Когда стало ясно, что от него все же ждут чего-то большего, он почесал лысеющую голову и заявил:

– Рекомендую поехать в какую-нибудь здравницу. Небольшой отдых от магазина и работы должен вам помочь.

В отсутствие альтернатив Хелена поддержала эту идею, и уже вскорости Бронек поехал в Иновроцлав. В Радзеюве, где надо было пересесть на другой автобус, он изменил жене с рыжеволосой женщиной по имени Ирена.

Глава третья

После возвращения из Германии родители Янека Лабендовича все меньше напоминали самих себя до войны. Сабина, прежде постоянно переживавшая обо всем и обо всех, теперь, казалось, успокоилась и примирилась с судьбой. Будто видела будущее или по крайней мере понимала, чего от него ожидать.

А Вавжинец как будто вернулся в Польшу лишь частично. На первый взгляд, в его внешности ничего не изменилось: статный зеленоглазый блондин с кривым носом и длинными руками. Однако этот любимец соседей, в свое время мучивший людей веселыми историями, превратился в возбужденного, вечно взвинченного холерика. Он перестал улыбаться, а говоря с кем-нибудь, отводил взгляд в сторону. Дом словно обжигал его. В основном он работал в поле, ухаживал за животными или чинил что-нибудь во дворе. Если дел не оставалось, ехал на лошади в Квильно. Там жили братья Грабовские, с которыми он познакомился в Германии. Они были близнецами, ни один еще не женился. Вавжинец помогал им по хозяйству или усаживался на трухлявую лавку за коровником в компании их больной матери и рассказывал ей обо всем, о чем не хотел говорить с другими.

Мало что в жизни приносило ему такую радость, как те неторопливые вечера в Квильно, когда, прислонившись к прохладной стене коровника, он мог ненадолго снова стать собой прежним.

* * *

Для Янека Лабендовича немногое могло сравниться с сигаретами – отчасти, вероятно, потому, что курил он тайком. Уже несколько лет он встречал каждый новый день резким, удушающим кашлем, что через некоторое время стало все сильнее раздражать Ирену.

Она попросила, чтобы он перестал курить, а он, не зная, как иначе отреагировать, перестал. Продержался один день. С той поры, то есть четыре месяца, он это скрывал.

Солнце уходило с неба, оставляя за собой над полями ржавое темнеющее пятно.
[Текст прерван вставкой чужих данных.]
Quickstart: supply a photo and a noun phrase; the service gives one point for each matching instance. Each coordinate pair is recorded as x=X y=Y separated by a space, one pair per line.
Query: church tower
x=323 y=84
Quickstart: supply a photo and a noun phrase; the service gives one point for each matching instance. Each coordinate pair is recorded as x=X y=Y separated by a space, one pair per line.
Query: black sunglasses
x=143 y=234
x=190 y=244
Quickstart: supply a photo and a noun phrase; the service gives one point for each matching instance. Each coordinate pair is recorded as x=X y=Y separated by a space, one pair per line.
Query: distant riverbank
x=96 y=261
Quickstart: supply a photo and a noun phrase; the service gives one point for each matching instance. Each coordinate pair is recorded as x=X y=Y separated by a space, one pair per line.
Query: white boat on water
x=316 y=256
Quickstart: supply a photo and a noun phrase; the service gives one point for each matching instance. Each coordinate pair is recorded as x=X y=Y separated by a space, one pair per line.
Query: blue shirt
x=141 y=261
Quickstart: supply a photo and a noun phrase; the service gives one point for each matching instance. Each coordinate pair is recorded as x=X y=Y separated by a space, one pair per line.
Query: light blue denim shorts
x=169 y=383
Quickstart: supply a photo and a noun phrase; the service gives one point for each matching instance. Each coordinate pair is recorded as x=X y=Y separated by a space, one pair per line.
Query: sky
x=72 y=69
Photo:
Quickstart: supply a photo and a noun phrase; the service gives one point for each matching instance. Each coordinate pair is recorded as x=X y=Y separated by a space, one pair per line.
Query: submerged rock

На заборе сохли кастрюли. Янек прислонился к стене овина и наблюдал за сизыми, постепенно таявшими струйками дыма. В животе бурчал только что съеденный ужин. Затягиваясь остро-горьким дымом, он услышал где-то справа шелест, слишком громкий для кота или курицы.

Спрятал сигарету за спину и ждал. Через мгновение из полумрака вынырнула фигура его сына. Виктусь шел на полусогнутых ногах, вперившись в старое и сухое вишневое дерево, закрученные ветви которого уже давно не давали плодов. Он широко расставил руки, голову вдавил в плечи. Крался, скользя ягодицами по траве. Вдруг остановился как вкопанный и бросился бежать в сторону двора.

Вскоре хлопнула входная дверь дома.

* * *

Каждый вечер стоящий за овином вишневый дракон поджигал солнце, медленно сползающее с неба. В углу двора заржавелый зубач принимался грызть землю стальными клыками. Оживала висящая в овине змея: она обвивала стропила и пожирала бегавших в сене мышей. На чердаке дома карлики танцевали друг с другом в тишине, шаркая маленькими ножками. В колодце просыпался хохочущий гном, который днем от скуки лишь подражал чужим голосам. По полям бегали черные чудовища без голов, зато с сотнями пальцев. За деревьями прятались тощие создания, их языки шелестели по сухим нёбам. Безмолвный и очень высокий старец дырявил небо серебряной булавкой.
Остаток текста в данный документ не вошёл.